Premio al film

Il docufilm di Carlo Limonta vince un premio

Un progetto di oltre due anni che documenta il viaggio di una mandria verso i pascoli.

Il docufilm di Carlo Limonta vince un premio

Il lungometraggio intitolato “I 100 giorni”, realizzato dal filmmaker di Canzo, ha ricevuto il riconoscimento della giuria al Lunigiana Cinema Festival 2026.

Il viaggio della mandria tra Valgerola e Valvarrone

Carlo Limonta, originario di Canzo e con radici tra Bergamasca e Lecchese, racconta attraverso le sue opere la bellezza della natura, le tradizioni locali e la storia del territorio. In questo film, cattura il lungo percorso di una mandria tra la Valgerola e la Valvarrone, un viaggio che si snoda passo dopo passo, fianco a fianco con mucche, capre e pastori.

“Un cammino che porta alla nascita del Bitto”

Limonta spiega il significato della trama:

“Il documentario esplora perché alcuni allevatori, pur avendo stalle moderne in fondovalle, scelgano di portare gli animali in montagna. Solo affrontando questo arduo viaggio si può produrre il Bitto, un formaggio che rappresenta la tradizione casearia locale, composto per l’85% da latte vaccino e per il 15% da latte di capra orobica.”

“Il filo conduttore è la fatica, essenziale per il lavoro del pastore”

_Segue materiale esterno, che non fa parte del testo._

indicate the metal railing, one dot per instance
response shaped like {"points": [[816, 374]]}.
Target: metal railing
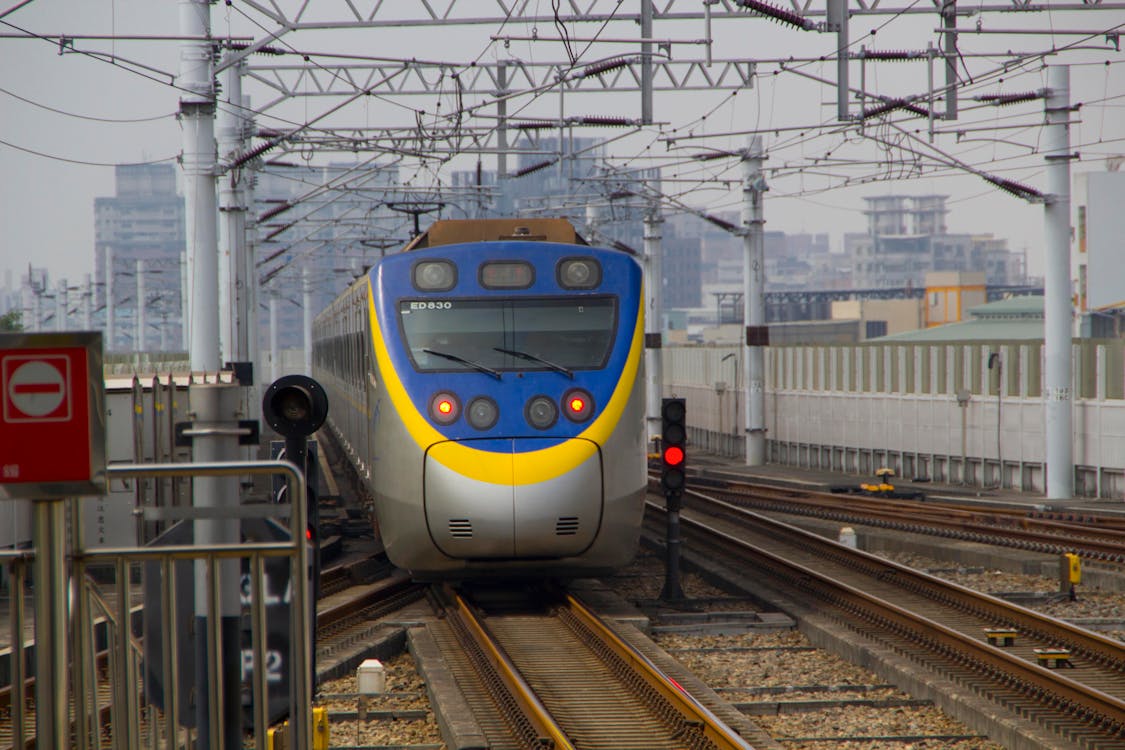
{"points": [[99, 593]]}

La storia del Bitto era già stata raccontata da Limonta nel cortometraggio “Gavarot” del 2017, che metteva in luce il punto di vista della famiglia Colli durante la lavorazione del formaggio. Anche in quell’occasione, il film aveva ricevuto il premio speciale di Legambiente al Lunigiana Film Festival. In questo nuovo documentario, la famiglia Colli torna a essere protagonista, ma in un contesto differente:

“Nel documentario, il racconto è affidato a tre voci fuori campo. La fatica è il filo conduttore di questa narrazione: un elemento comune, poiché ogni giorno si svolge un lavoro intenso e difficile, affrontato in qualsiasi condizione atmosferica.”